All of the components in question are already widely deployed in OpenShift
clusters.

### Drawbacks


## Open Questions [optional]


## Test Plan

**Note:** *Section not required until targeted at a release.*

## Graduation Criteria

**Note:** *Section not required until targeted at a release.*

### Dev Preview -> Tech Preview


### Tech Preview -> GA


### Removing a deprecated feature


## Upgrade / Downgrade Strategy

No change to how the components are upgraded and/or downgraded today.

## Version Skew Strategy

No change.

## Operational Aspects of API Extensions

This proposal will enable clusters installed in the future to have fewer CRDs,
since they'll be able to use in-cluster network services without having to
select the `baremetal` platform type. Thus, the unused CRDs from the
`baremetal` platform won't be present on those clusters.

## Support Procedures

No new support implications.

## Alternatives

### Move In-Cluster Network Settings Out of the Platform Spec

Instead of embedding the in-cluster network settings within the platform
specification, these settings could be moved to a separate, dedicated section
in the install-config.yaml.

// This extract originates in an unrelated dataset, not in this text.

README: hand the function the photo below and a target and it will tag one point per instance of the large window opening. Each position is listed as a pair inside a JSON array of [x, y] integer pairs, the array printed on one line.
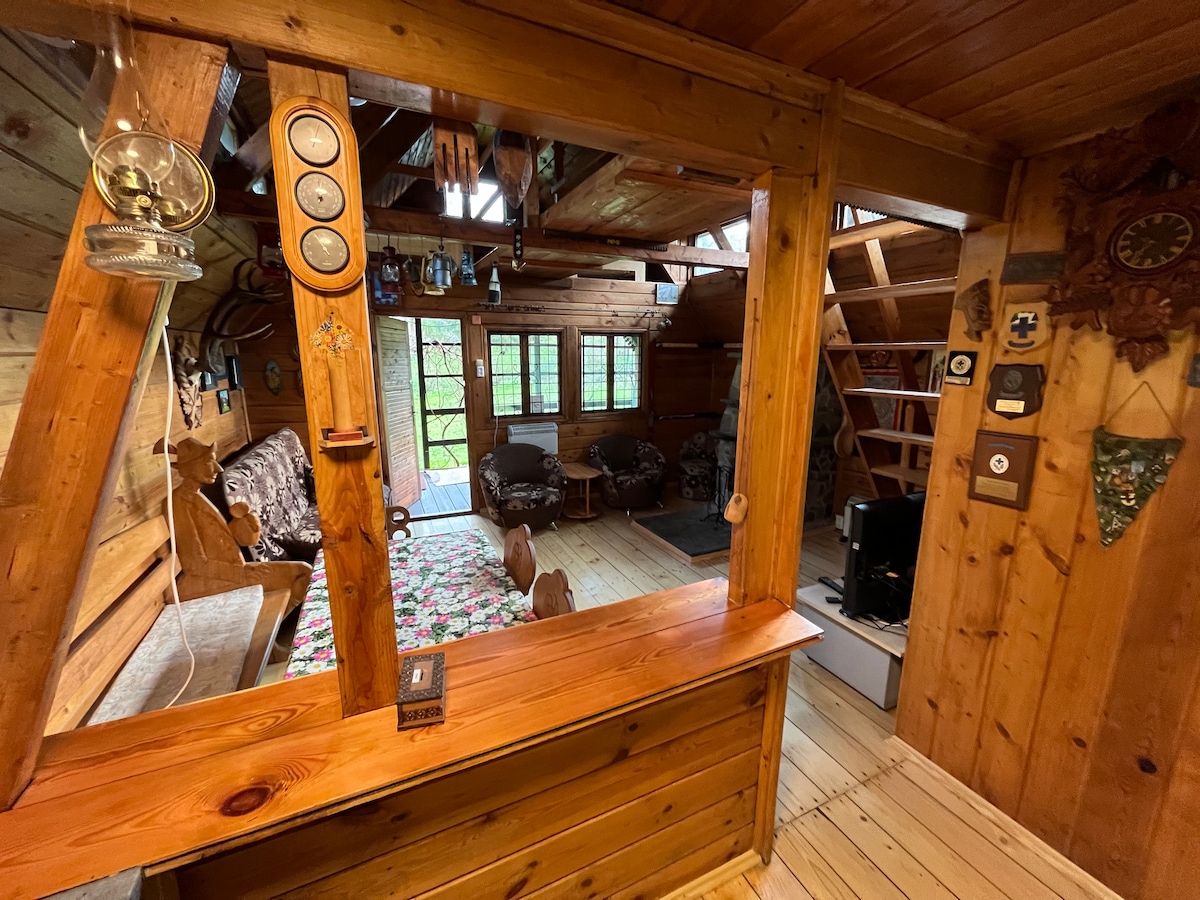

This approach would completely decouple the setup
of these in-cluster network services from platform-specific settings, allowing
greater flexibility in utilizing the network services on any platform type.

Pros:
* Decouples the in-cluster network services from platform-specific settings.
* Simplifies the platform specification and provides a clear, dedicated section for network services.
* De-duplicates settings that have been mirrored into `baremetal`, `openstack`, and `ovirt` platforms.

Cons:
* Introduces a new section in the configuration file, which may confuse users.
* May conflict with the settings for these network services that already exist on specific platforms, including baremetal and openstack.
* Would require guardrails to ensure they don’t get deployed with platforms that utilize other solutions, even if the user configures them for deployment in the install-config.